Connecting to Hadoop

In order for Spectrum™ Technology Platform to access data in Hadoop, you must define a connection to Hadoop using Management Console. Once you do this, you can create flows in Enterprise Designer that can read data from, and write data to, Hadoop.

Attention: Spectrum™ Technology Platform does not support Hadoop 2.x for Kerberos on Windows platforms.

Open Management Console.
Go to Resources > Data Sources.
Click the Add button .
In the Name field, enter a name for the connection. The name can be anything you choose.

Note: Once you save a connection you cannot change the name.
In the Type field, choose HDFS
In the Host field, enter the hostname or IP address of the NameNode in the HDFS cluster.
In the Port field, enter the network port number.
In User, select one of:

Server user

Choose this option if authentication is enabled in your HDFS cluster. This option will use the user credentials that the Spectrum™ Technology Platform server runs under to authenticate to HDFS.

User name

Choose this option if authentication is disabled in your HDFS cluster.
Check Kerberos if you wish to enable Kerberos authentication feature for this HDFS file server connection.
If you have opted to enable Kerberos authentication, then enter the path of the keytab file in the Keytab file path field.

Note: Ensure the key tab file is placed on the Spectrum™ Technology Platform server.
In the Protocol field, select one of:

WEBHDFS

Select this option if the HDFS cluster is running HDFS 1.0 or later. This protocol supports both read and write operations.

HFTP

Select this option if the HDFS cluster is running a version older than HDFS 1.0, or if your organization does not allow the WEBHDFS protocol. This protocol only supports the read operation.

HAR

Select this option to access Hadoop archive files. If you choose this option, specify the path to the archive file in the Path field. This protocol only supports the read operation.
Expand the Advanced options.
If you selected the WEBHDFS protocol, you can specify these advanced options as required:

Replication factor

Specifies how many data nodes to replicate each block to. For example, the default setting of 3 replicates each block to three different nodes in the cluster. The maximum replication factor is 1024.

Block size

Specifies the size of each block. HDFS breaks up a file into blocks of the size you specify here. For example, if you specify the default 64 MB, each file is broken up into 64 MB blocks. Each block is then replicated to the number of nodes in the cluster specified in the Replication factor field.

File permissions

Specifies the level of access to files written to the HDFS cluster by Spectrum™ Technology Platform. You can specify read and write permissions for each of these options:
Note: The Execute permission is not applicable to Spectrum™ Technology Platform.

User

This is the user specified above, either Server user or the user specified in the User name field.

Group

This refers to any group of which the user is a member. For example, if the user is john123, then Group permissions apply to any group of which john123 is a member.

Other

This refers to any other users as well as groups of which the specified user is not a member.

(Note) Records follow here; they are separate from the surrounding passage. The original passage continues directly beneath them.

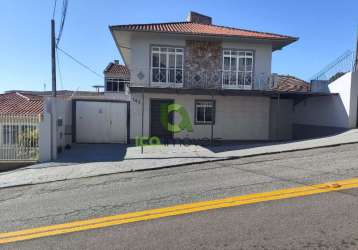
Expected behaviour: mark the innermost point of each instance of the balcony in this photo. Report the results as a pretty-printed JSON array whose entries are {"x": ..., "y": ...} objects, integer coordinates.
[{"x": 201, "y": 79}]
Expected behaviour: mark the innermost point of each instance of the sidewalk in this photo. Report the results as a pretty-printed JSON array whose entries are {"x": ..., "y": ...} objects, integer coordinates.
[{"x": 156, "y": 157}]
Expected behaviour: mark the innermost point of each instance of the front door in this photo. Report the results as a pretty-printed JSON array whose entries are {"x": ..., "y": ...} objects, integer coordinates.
[{"x": 156, "y": 127}]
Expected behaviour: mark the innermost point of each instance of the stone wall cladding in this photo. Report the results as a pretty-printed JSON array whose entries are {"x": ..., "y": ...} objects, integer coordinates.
[{"x": 202, "y": 64}]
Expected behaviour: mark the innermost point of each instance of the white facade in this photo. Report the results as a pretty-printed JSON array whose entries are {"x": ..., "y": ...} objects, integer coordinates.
[{"x": 138, "y": 57}]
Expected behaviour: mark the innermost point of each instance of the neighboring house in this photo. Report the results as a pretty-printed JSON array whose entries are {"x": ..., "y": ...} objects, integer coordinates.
[
  {"x": 220, "y": 75},
  {"x": 20, "y": 125},
  {"x": 287, "y": 83},
  {"x": 29, "y": 125}
]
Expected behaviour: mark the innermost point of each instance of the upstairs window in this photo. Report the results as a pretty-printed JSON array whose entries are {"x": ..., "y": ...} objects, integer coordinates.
[
  {"x": 238, "y": 68},
  {"x": 167, "y": 65},
  {"x": 115, "y": 84},
  {"x": 204, "y": 112}
]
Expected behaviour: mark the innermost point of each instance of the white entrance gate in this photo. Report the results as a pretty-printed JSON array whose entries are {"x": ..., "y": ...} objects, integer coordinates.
[{"x": 101, "y": 122}]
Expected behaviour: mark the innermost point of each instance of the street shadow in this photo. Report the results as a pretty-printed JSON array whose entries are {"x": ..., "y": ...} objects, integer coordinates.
[{"x": 86, "y": 153}]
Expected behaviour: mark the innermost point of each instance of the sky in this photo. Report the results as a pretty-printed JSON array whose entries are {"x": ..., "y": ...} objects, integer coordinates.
[{"x": 326, "y": 30}]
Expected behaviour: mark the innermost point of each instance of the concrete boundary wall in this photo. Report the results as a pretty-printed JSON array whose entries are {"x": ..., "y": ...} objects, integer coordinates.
[
  {"x": 237, "y": 117},
  {"x": 324, "y": 115}
]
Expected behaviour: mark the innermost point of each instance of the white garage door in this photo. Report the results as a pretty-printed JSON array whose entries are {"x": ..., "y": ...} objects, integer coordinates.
[{"x": 101, "y": 122}]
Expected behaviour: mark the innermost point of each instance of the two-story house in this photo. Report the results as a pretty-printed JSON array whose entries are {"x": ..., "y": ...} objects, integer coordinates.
[{"x": 220, "y": 75}]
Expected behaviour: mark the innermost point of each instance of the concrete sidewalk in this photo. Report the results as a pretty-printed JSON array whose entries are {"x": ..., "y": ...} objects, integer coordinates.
[{"x": 156, "y": 157}]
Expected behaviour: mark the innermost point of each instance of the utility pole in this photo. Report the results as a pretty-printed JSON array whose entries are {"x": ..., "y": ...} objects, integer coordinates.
[
  {"x": 355, "y": 69},
  {"x": 53, "y": 57}
]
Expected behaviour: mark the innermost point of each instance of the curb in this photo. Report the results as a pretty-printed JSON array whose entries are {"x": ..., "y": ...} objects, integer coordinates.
[{"x": 185, "y": 164}]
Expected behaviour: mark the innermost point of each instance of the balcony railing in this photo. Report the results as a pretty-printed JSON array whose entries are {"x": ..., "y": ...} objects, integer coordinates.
[{"x": 200, "y": 79}]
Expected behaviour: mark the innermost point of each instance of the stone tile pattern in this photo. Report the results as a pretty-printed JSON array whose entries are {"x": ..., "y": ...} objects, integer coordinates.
[{"x": 202, "y": 64}]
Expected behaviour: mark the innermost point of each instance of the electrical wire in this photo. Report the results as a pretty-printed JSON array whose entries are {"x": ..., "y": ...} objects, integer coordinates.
[
  {"x": 59, "y": 69},
  {"x": 63, "y": 18},
  {"x": 54, "y": 9},
  {"x": 80, "y": 63}
]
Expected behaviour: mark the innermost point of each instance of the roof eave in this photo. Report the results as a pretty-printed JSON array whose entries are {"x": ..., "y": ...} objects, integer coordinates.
[{"x": 285, "y": 40}]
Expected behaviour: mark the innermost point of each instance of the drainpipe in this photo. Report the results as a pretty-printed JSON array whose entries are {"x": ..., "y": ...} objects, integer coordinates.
[
  {"x": 212, "y": 122},
  {"x": 278, "y": 117},
  {"x": 142, "y": 118}
]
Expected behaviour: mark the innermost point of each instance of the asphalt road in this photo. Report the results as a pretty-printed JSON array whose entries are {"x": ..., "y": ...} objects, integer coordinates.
[
  {"x": 325, "y": 221},
  {"x": 294, "y": 223}
]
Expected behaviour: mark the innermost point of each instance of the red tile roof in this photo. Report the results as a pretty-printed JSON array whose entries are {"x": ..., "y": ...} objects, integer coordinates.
[
  {"x": 21, "y": 104},
  {"x": 117, "y": 69},
  {"x": 291, "y": 84},
  {"x": 201, "y": 29}
]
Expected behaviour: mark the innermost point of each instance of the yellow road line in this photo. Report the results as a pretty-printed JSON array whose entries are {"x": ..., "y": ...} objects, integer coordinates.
[{"x": 108, "y": 221}]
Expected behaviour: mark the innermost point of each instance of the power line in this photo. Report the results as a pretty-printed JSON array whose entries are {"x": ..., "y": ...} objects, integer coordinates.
[
  {"x": 63, "y": 18},
  {"x": 54, "y": 9},
  {"x": 80, "y": 63},
  {"x": 59, "y": 69}
]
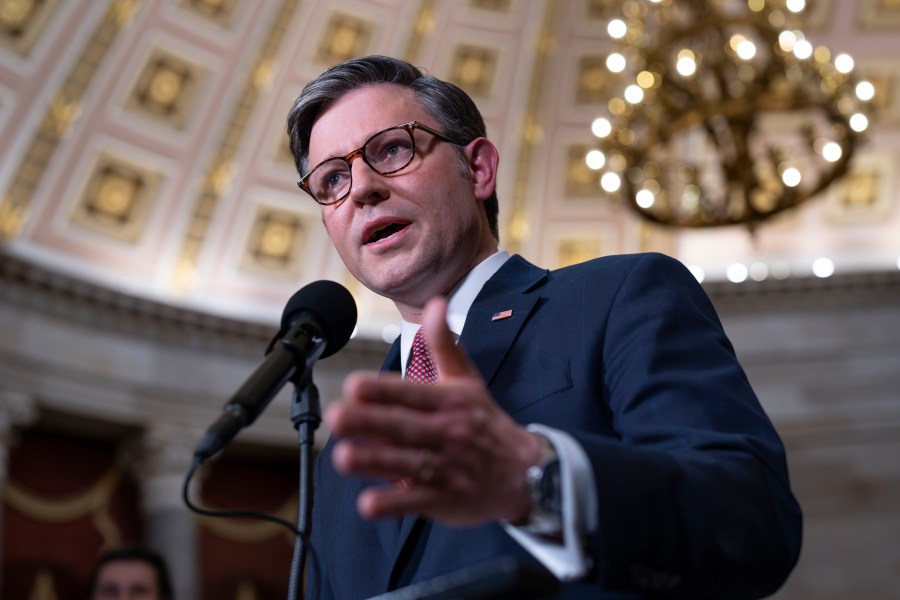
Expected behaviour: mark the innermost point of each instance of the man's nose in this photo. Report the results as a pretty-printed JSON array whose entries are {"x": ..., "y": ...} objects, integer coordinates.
[{"x": 367, "y": 185}]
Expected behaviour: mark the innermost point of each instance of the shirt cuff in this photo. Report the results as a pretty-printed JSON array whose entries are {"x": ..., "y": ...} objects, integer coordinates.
[{"x": 566, "y": 559}]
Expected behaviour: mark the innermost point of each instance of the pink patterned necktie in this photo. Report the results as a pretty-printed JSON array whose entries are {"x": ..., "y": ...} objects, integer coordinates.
[{"x": 421, "y": 368}]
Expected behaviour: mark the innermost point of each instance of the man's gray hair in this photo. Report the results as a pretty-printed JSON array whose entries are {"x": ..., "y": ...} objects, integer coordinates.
[{"x": 453, "y": 110}]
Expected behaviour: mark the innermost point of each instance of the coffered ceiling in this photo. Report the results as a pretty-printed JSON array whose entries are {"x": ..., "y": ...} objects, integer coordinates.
[{"x": 143, "y": 143}]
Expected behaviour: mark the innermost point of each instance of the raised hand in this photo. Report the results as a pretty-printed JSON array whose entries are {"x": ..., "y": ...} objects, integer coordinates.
[{"x": 452, "y": 454}]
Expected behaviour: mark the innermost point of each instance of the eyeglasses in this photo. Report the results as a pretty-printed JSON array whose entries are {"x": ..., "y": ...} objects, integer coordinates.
[{"x": 386, "y": 153}]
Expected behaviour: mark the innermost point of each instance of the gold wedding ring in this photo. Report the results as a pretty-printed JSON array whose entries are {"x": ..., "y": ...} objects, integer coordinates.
[{"x": 426, "y": 471}]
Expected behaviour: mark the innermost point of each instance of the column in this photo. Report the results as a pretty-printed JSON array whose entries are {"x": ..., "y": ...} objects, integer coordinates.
[
  {"x": 16, "y": 410},
  {"x": 169, "y": 525}
]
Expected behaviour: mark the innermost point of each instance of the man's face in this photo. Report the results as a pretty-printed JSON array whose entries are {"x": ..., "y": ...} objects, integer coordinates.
[
  {"x": 126, "y": 580},
  {"x": 407, "y": 236}
]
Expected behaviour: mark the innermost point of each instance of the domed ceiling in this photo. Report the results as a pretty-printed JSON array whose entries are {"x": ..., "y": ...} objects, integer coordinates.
[{"x": 144, "y": 149}]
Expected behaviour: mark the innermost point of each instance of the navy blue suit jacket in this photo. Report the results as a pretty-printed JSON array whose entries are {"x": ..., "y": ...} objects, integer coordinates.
[{"x": 627, "y": 354}]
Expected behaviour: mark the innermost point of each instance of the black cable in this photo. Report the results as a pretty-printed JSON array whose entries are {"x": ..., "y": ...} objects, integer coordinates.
[{"x": 234, "y": 513}]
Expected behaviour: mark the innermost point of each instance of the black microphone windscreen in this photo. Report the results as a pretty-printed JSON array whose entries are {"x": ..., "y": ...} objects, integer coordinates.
[{"x": 333, "y": 307}]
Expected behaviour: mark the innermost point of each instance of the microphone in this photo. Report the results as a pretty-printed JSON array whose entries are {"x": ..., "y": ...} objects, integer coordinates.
[{"x": 317, "y": 322}]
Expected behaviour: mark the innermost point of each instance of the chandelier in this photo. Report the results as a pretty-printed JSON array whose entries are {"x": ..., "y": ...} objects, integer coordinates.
[{"x": 723, "y": 112}]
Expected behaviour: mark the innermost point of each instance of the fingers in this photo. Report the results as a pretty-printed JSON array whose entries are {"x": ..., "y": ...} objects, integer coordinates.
[
  {"x": 384, "y": 461},
  {"x": 396, "y": 424}
]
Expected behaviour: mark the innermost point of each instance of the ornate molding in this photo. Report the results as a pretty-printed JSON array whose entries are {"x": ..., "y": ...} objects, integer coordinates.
[
  {"x": 34, "y": 287},
  {"x": 840, "y": 291}
]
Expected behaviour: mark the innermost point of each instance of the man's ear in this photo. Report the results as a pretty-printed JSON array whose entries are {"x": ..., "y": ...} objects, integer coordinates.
[{"x": 483, "y": 160}]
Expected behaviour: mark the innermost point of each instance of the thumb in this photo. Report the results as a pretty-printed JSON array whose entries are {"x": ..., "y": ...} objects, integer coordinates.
[{"x": 449, "y": 358}]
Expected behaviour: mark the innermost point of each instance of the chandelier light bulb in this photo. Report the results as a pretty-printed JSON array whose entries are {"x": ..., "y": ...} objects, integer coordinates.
[
  {"x": 601, "y": 127},
  {"x": 634, "y": 94},
  {"x": 843, "y": 63},
  {"x": 859, "y": 122},
  {"x": 645, "y": 199},
  {"x": 610, "y": 182},
  {"x": 865, "y": 91},
  {"x": 803, "y": 49},
  {"x": 615, "y": 62},
  {"x": 736, "y": 273},
  {"x": 758, "y": 271},
  {"x": 617, "y": 29},
  {"x": 746, "y": 49},
  {"x": 787, "y": 40},
  {"x": 595, "y": 160},
  {"x": 823, "y": 267},
  {"x": 832, "y": 152},
  {"x": 686, "y": 66},
  {"x": 791, "y": 177}
]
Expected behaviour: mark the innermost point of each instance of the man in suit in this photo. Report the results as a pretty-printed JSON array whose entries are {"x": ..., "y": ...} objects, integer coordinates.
[
  {"x": 591, "y": 421},
  {"x": 130, "y": 573}
]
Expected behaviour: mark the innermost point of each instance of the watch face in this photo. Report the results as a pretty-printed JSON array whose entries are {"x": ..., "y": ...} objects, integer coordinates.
[{"x": 551, "y": 488}]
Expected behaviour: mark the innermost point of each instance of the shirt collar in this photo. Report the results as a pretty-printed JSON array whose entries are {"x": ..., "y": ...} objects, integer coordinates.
[{"x": 461, "y": 299}]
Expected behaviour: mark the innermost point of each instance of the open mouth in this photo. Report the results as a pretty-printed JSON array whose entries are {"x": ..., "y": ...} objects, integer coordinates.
[{"x": 385, "y": 232}]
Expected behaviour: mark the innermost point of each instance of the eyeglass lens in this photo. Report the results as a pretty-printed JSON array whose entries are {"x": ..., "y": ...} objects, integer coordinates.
[{"x": 386, "y": 152}]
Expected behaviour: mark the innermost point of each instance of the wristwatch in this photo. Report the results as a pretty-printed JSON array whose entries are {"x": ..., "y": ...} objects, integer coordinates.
[{"x": 544, "y": 484}]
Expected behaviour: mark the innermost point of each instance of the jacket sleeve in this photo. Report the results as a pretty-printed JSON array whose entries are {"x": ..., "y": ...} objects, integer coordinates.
[{"x": 693, "y": 492}]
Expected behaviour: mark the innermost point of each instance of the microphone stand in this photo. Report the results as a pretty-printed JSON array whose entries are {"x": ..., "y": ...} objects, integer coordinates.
[{"x": 306, "y": 415}]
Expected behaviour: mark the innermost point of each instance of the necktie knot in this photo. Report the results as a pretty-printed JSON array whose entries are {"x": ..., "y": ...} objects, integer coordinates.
[{"x": 421, "y": 368}]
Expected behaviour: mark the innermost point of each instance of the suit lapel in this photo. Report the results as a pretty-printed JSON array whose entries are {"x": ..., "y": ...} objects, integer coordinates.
[
  {"x": 487, "y": 340},
  {"x": 499, "y": 312}
]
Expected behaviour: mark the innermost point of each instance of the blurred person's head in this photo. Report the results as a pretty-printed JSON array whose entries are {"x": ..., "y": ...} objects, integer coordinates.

In the grid below the File permissions table, specify the server properties for Hadoop to ensure that the sorting and filtering features work as desired when the connection is used in a stage or activity. To add properties, do one of these:

Click and add the properties and their respective values in the Property and Value fields.
Click and upload your configuration XML file. The XML file should be similar to hdfs-site.xml, yarn-site.xml, or core-site.xml.
Note: The configuration file needs to be placed on the server.

This table describes the properties and their values, depending on the stage or activity that will use the Hadoop connection. The properties are also dependent on the Hadoop version used (Hadoop 1.x or Hadoop 2.x).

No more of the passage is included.